Current research on mobile wireless networks places substantial emphasis on scenarios in which primary (or licensed) and secondary (or unlicensed) terminals coexist in the same spectral resource, forming “cognitive radio” networks. Irrespective of the traffic class (multihop, uplink/ downlink, etc.), the main conventional approaches to enable such a coexistence are: (i) Underlay/ overlay/ interweave strategies, which are based on the paradigm of oblivious primary transmitters and enforce strict constraints on the secondary behavior in order to avoid interference to the primary; (ii) System-wide dynamic spectrum allocation/ sharing, which prescribes the optimization of a given system-wide utility function in order to allocate resources among distributed nodes, with possible priorities assigned to primary users. Both frameworks, while being promising in certain aspects, appear to have significant drawbacks for implementation of large-scale distributed cognitive radio networks, due to the technological and theoretical limits on the ability of secondary activity to perform effective spectrum sensing (for (i)) and on the stringent constraints on protocols and architectures (for (ii)).

Intellectual impact: To address the problems highlighted above, this project introduces the novel framework of distributed spectrum leasing via cross-layer cooperation (DiSC) as a basic mechanism to guide the design of Medium Access Control/ Data Link (MAC/DL) - physical (PHY) layer protocols in decentralized cognitive radio networks.
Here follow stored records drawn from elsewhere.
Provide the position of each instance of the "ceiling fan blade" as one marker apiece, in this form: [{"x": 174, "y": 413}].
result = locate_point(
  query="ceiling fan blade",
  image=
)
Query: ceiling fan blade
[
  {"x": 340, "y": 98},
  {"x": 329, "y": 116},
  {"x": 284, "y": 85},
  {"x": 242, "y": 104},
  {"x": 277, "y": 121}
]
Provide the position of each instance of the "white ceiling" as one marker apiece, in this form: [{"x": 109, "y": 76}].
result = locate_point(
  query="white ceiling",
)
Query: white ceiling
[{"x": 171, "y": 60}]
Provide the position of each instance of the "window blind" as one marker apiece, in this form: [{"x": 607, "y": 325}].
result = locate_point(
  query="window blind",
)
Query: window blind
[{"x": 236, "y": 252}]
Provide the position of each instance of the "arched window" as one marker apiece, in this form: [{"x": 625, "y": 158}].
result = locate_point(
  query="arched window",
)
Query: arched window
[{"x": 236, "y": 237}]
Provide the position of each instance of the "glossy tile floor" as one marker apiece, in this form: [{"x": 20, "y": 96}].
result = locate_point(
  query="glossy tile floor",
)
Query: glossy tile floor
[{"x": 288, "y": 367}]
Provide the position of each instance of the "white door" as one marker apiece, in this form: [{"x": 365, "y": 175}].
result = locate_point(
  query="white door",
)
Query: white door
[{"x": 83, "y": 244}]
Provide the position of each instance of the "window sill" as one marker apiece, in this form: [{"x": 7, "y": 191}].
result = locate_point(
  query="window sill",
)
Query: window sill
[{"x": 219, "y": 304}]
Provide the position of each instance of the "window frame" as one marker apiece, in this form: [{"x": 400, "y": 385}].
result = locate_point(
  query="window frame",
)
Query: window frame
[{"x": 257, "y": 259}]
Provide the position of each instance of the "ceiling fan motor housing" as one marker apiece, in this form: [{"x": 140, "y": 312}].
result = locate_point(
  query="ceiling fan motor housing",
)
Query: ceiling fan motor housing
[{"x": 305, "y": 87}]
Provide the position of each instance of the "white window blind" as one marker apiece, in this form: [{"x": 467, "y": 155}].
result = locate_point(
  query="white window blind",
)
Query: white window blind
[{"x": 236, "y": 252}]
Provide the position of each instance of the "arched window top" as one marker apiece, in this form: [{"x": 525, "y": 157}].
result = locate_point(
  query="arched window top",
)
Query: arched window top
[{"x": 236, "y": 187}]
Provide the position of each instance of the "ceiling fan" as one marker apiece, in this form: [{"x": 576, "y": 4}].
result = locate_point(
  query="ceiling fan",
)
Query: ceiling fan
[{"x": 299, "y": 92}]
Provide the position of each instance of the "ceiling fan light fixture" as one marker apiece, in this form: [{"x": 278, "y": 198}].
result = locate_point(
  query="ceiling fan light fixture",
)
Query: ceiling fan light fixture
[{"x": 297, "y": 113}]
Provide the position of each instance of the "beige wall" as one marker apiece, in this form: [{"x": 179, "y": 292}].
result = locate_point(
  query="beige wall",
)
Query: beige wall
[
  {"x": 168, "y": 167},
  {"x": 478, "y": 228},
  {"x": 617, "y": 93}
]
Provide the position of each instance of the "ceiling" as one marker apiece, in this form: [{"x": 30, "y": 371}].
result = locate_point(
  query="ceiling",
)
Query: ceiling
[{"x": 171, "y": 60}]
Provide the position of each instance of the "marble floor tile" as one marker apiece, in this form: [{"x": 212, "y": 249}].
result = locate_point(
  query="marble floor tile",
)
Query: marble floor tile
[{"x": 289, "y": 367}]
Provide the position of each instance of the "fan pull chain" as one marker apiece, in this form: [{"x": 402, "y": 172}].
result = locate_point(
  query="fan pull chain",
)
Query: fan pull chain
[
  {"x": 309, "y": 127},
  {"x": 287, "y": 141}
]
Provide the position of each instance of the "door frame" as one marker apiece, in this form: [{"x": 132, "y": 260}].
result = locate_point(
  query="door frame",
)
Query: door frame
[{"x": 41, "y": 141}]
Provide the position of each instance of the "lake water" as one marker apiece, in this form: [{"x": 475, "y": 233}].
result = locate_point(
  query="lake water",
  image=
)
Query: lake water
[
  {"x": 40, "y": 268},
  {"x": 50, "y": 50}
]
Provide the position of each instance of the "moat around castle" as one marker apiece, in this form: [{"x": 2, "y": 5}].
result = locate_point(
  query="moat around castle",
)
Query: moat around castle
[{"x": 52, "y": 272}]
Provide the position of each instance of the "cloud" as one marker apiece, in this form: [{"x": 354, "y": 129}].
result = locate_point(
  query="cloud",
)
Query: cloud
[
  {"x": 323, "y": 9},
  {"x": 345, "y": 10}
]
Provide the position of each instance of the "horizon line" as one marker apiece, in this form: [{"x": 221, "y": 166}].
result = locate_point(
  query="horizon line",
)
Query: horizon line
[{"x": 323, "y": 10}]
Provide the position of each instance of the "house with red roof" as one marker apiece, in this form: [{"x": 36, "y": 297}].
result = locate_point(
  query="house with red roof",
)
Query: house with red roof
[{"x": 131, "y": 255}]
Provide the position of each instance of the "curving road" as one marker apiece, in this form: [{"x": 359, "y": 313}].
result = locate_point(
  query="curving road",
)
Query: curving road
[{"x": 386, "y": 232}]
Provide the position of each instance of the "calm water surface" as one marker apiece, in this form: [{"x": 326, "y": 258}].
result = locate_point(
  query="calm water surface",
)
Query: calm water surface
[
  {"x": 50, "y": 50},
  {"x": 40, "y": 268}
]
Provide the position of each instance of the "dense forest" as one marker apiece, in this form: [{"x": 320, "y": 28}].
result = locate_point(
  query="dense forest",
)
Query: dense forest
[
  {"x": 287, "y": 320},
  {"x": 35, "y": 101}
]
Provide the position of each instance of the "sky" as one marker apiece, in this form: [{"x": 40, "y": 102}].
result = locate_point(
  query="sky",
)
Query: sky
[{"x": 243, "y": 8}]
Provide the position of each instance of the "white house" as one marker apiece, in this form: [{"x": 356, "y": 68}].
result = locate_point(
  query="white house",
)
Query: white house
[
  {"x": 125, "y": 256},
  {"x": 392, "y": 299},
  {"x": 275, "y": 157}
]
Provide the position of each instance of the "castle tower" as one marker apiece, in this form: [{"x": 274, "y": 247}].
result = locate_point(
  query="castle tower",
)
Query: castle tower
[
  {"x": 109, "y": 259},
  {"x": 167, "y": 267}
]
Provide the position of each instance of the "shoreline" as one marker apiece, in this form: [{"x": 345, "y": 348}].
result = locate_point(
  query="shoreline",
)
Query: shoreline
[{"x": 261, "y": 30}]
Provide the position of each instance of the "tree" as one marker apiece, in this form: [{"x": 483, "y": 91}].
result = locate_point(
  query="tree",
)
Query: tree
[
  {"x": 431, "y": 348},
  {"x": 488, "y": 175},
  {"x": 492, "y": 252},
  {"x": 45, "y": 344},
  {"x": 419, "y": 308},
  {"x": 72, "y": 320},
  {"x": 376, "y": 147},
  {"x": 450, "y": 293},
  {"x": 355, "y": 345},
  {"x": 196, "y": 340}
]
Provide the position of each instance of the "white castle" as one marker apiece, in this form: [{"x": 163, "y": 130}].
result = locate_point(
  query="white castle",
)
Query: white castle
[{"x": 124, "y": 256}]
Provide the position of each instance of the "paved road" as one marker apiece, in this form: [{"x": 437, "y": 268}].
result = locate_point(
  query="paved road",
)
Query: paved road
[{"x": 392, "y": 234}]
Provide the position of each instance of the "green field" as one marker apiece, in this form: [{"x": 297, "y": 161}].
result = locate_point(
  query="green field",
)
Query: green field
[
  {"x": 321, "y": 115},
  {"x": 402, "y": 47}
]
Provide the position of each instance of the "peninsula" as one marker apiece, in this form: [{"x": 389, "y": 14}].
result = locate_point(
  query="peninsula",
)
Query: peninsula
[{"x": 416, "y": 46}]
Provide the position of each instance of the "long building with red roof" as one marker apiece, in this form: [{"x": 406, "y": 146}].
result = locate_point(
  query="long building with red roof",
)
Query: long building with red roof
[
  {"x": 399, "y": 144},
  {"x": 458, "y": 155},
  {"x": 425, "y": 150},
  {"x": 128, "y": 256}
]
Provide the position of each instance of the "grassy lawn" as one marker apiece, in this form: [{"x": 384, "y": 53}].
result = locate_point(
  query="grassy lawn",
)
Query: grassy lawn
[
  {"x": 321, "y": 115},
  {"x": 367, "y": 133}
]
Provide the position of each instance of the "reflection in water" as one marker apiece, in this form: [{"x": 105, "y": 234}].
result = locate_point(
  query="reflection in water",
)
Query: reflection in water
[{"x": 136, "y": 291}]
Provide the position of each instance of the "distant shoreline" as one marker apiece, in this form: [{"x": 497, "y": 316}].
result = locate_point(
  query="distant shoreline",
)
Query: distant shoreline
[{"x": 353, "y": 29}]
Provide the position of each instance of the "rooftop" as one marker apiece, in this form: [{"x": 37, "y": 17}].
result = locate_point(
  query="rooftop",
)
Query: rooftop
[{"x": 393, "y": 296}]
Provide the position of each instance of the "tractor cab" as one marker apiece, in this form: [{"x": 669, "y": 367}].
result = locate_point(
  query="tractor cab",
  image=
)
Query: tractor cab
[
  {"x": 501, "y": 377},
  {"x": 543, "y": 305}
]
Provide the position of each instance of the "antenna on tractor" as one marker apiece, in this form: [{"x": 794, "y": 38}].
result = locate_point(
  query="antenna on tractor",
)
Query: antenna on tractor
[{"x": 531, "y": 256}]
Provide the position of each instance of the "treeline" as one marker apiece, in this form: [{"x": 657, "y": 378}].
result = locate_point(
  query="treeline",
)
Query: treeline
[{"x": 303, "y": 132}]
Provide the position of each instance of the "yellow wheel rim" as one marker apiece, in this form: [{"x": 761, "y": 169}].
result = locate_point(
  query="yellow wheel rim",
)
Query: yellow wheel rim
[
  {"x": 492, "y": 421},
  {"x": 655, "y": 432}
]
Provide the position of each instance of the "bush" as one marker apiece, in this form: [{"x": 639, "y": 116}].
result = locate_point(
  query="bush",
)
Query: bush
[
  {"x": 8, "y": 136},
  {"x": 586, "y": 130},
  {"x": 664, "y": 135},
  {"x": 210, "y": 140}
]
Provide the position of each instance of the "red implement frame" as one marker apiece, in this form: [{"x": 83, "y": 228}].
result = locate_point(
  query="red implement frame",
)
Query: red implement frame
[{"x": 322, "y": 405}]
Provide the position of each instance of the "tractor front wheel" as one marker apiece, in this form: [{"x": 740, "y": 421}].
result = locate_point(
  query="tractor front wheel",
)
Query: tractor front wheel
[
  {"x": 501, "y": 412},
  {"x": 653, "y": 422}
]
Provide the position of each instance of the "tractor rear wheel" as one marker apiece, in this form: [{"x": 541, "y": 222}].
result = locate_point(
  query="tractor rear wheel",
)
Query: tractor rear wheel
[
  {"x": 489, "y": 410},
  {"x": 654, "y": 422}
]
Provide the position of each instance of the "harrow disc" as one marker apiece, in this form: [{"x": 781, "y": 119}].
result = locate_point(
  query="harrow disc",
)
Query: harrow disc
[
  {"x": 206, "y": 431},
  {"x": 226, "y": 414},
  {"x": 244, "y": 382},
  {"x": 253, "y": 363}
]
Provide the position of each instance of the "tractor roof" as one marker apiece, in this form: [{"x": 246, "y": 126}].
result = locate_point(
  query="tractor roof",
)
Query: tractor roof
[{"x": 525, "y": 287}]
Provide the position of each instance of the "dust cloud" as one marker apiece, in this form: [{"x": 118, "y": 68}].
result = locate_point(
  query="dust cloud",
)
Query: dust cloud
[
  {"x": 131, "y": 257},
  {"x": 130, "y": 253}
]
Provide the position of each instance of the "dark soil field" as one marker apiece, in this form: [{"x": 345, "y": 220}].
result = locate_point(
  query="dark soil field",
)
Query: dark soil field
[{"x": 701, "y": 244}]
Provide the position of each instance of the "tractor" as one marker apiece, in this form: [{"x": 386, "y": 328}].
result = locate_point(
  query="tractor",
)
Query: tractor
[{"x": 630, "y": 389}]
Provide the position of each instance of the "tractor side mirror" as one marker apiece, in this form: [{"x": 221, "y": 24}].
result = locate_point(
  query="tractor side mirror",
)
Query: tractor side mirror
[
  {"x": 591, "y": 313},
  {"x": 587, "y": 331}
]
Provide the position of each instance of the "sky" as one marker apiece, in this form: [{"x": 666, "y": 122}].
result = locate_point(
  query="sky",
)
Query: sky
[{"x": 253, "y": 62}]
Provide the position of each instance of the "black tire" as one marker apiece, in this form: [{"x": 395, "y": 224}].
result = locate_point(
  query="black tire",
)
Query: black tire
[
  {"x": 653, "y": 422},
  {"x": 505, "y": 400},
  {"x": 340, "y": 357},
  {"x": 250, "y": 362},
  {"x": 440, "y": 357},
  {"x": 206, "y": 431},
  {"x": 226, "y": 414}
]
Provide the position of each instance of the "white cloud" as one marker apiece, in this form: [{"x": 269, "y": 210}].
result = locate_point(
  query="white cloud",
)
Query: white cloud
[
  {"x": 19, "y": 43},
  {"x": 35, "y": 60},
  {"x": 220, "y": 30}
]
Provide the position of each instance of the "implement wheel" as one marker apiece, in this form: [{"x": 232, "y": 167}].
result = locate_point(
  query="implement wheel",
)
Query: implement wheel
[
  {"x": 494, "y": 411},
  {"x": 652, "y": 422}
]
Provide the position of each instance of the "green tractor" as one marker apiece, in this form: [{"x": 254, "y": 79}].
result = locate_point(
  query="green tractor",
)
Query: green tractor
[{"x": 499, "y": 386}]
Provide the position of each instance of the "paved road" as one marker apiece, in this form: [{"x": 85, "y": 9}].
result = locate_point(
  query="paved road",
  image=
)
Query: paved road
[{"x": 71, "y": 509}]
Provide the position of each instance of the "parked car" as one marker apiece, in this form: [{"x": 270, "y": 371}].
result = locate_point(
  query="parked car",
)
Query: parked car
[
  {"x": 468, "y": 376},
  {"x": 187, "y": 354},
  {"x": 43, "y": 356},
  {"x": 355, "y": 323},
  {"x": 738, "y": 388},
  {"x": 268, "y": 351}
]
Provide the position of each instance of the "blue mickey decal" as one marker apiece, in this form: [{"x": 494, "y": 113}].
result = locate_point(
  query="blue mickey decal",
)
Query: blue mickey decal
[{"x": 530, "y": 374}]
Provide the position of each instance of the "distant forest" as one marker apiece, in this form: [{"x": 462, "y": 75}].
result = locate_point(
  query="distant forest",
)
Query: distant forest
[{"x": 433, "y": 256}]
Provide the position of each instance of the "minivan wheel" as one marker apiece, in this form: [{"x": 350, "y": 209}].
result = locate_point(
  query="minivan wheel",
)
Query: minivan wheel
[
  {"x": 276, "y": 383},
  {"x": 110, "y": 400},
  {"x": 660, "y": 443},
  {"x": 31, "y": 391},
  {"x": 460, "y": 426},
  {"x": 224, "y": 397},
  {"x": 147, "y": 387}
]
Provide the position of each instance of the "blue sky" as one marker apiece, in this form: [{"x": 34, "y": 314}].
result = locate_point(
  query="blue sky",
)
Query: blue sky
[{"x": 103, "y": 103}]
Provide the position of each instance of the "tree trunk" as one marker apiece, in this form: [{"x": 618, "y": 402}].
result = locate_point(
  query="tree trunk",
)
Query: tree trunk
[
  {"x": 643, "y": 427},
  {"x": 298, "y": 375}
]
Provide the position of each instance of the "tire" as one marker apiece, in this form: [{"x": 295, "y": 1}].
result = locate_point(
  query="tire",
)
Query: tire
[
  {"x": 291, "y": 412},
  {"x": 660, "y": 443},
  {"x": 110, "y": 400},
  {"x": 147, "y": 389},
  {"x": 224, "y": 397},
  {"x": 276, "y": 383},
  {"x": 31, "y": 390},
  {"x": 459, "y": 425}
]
According to this framework, dynamic “leasing” of a transmission opportunity (e.g., a time-slot) from a primary node to a secondary terminal is performed locally as driven by primary needs in terms of given Quality-of-Service (QoS) measures at the MAC/DLPHY layers (e.g., probability of outage or of MAC buffer overflow). Specifically, DiSC enables each primary terminal to “lease” a transmission opportunity to a local secondary terminal at MAC Protocol Data Units (MPDUs) granularity, in exchange for cooperation (relaying). The project aims at both a theoretical understanding of the potential of the approach and the design of MAC/DL-PHY protocols that effectively implements DiSC in a complex wireless environment. In the first thrust (core theory), the novel theoretical problems raised by the approach are investigated from the standpoints of network information theory and networking theory (queuing, resource allocation) by focusing on the local behavior of the system and considering increasingly more complete models that account for the PHY layer (e.g., fading, imperfect channel state information) and DL functionalities (e.g., queuing, ARQ). The fundamental problem is that of designing transmission/ reception strategies that optimize primary QoS requirements (rate, latency) under the spectrum leasing constraint that cooperating secondary nodes receive enough bandwidth to satisfy their respective QoS parameters of interest. Additional constraints include the possible competitive and malicious behavior of secondary users. In the second thrust, the design of the MAC/DL-PHY protocol stack and interplay with higher layers in complex multi-hop networks are investigated. Emphasis is put on the minimization of MAC signaling overhead by exploiting existing MAC messages (ACK, RTS/CTS, etc.) for the purpose of acquiring channel state information and piggybacking minimal additional information. Both a clean-slate design of the protocol stack for best performance and a suboptimal implementation that maximizes backcompatibility with current standards are studied.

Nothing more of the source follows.